Sunday 31 October 2021

Emotion

I've become much more emotional as I've aged. At least overtly so.

Though devastated, I can't recall crying at my father's death. While at my mother's funeral. I could barely sing. My throat choked and my eyes streamed.

It's not that I loved my father any less than my mother. I'd changed.

Looking back, my younger self seems cold. Suppressing my feelings? I don't know.  

Tears didn't come to younger me. Having children changed that.

I'm sure that having children tipped me emotionally. I don't know why, or how. But it did.

I never used to cry. Now I do all the time. Not from sadness. But from joy. From empathy. Music, beauty. All can invoke tears.

Teenage me would have been ashamed, embarrassed. Wanted to hide such a raw expression of emotion.

Adult me couldn't give a shit about hiding my feelings. Other than from my kids. Who wants to see their father cry?

Music sets me off most.
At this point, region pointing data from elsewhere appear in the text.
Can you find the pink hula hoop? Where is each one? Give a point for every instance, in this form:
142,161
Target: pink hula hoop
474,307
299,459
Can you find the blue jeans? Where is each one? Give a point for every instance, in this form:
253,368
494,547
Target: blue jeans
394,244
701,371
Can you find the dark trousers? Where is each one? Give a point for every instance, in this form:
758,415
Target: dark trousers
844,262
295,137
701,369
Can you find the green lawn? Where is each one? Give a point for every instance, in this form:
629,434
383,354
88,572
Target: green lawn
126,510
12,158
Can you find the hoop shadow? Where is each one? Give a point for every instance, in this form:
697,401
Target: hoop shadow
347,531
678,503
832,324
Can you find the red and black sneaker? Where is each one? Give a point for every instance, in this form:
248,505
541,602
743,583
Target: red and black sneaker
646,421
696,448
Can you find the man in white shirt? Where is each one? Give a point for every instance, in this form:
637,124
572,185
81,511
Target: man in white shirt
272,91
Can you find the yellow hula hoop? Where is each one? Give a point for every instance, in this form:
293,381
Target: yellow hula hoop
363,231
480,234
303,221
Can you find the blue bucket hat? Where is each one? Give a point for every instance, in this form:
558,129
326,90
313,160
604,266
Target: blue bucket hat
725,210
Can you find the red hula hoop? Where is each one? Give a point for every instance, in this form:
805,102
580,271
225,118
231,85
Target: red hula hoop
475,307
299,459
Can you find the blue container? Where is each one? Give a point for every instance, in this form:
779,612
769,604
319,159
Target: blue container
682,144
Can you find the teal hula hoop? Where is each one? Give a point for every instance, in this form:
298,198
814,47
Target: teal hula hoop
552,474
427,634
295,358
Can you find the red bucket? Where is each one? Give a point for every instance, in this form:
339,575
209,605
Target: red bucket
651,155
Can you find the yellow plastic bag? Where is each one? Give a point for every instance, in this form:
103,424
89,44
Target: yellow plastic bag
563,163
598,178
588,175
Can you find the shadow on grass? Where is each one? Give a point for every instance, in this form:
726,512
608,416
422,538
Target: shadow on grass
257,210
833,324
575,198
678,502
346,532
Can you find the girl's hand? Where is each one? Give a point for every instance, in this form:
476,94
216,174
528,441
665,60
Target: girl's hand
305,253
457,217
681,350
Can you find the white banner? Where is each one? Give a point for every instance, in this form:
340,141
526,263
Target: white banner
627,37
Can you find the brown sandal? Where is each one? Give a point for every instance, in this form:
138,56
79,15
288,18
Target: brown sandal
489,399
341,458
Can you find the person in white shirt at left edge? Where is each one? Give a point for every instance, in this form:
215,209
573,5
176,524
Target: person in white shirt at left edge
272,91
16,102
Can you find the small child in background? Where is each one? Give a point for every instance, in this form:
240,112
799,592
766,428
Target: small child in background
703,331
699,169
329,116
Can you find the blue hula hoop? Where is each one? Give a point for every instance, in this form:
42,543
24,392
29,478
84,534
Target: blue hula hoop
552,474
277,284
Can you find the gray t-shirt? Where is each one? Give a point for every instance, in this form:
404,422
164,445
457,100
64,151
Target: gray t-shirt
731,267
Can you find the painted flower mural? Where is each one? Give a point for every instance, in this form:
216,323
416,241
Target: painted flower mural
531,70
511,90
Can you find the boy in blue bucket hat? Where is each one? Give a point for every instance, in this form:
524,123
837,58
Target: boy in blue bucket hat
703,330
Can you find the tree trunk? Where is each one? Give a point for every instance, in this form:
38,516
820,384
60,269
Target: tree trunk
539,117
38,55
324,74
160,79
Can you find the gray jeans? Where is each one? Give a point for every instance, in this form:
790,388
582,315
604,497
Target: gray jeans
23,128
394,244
A melody so wonderful that my eyes leak uncontrollably. Like Face à la mer.

Emotion? I think it's a good thing.

3 comments:

Dan Klingman said...

Being the same age as you, I can relate.

David said...

Agreed - nothing wrong with being emotional and showing it. What fascinates me is the triggers. I don't particularly enjoy sentimental films but when my partner puts one on I sometimes find myself blubbing. (Last example, in case you're interested, was the "The Guernsey Literary and Potato Peel Pie Society" on Netflix.)

Thanks for sharing the "Face à la mer" link!

Anonymous said...

Thanks for writing that. More men should be at ease about this kind of thing.